Um artigo do BoF, assinado por Olivier Rivard-Cohen, analisa a percepção de investidores sobre captação de recursos no setor de moda e beleza. Segundo o texto, há uma lacuna entre o que os fundadores acreditam estar ocorrendo e o que realmente acontece.
A matéria descreve o caso de uma marca com vitrine na Bergdorf, duas temporadas com itens esgotados e uma lista de espera de clientes. O material destaca que o deck da empresa começava com a promessa de ser a “próxima geração do luxo europeu”.
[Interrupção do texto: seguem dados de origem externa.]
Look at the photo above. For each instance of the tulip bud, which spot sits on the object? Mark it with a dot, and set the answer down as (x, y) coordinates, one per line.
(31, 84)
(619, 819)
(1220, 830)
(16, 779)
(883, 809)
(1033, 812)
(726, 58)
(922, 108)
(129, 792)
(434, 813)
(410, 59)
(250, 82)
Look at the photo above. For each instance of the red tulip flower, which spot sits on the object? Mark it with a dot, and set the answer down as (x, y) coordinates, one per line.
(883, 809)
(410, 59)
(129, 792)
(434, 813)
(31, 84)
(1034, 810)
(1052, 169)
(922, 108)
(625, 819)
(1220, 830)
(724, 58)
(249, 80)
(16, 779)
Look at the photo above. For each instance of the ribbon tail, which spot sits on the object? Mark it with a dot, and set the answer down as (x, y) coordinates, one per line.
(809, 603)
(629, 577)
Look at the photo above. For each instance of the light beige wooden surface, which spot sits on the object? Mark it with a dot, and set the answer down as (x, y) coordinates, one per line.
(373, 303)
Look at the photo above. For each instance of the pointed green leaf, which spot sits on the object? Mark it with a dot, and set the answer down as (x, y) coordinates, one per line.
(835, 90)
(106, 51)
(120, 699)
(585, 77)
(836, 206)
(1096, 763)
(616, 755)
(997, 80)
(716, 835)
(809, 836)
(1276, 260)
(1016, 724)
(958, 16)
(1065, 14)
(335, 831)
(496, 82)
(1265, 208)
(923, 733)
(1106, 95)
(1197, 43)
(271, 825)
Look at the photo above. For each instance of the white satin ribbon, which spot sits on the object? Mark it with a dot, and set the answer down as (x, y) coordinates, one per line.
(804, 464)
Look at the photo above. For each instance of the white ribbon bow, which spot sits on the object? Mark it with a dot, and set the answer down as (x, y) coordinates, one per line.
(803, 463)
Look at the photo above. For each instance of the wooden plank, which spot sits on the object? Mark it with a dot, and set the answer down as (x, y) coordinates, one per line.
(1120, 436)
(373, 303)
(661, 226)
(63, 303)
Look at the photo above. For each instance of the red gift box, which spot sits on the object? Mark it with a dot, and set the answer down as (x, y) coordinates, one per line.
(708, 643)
Seis meses depois, o processo de captação ficou em pausa e executivos de bancos do 8º arrondissement não retornaram ligações. O relato indica que o mau funcionamento não foi por fragilidade da marca, mas pela dificuldade de os investidores aceitarem o que vem após o hype.
Contexto da captação de recursos
De acordo com o texto, investidores privados justificaram reservas com dúvidas sobre a sustentabilidade do crescimento pós-evento de procura. O artigo não cita números específicos nem fontes formais, mas aponta um sentimento de insegurança entre potenciais financiadores.
A reportagem ressalta que a hesitação dos investidores pode impactar a agenda de lançamentos de marcas de niche premium. O texto enfatiza a necessidade de clareza sobre a gestão de expectativas após picos de demanda.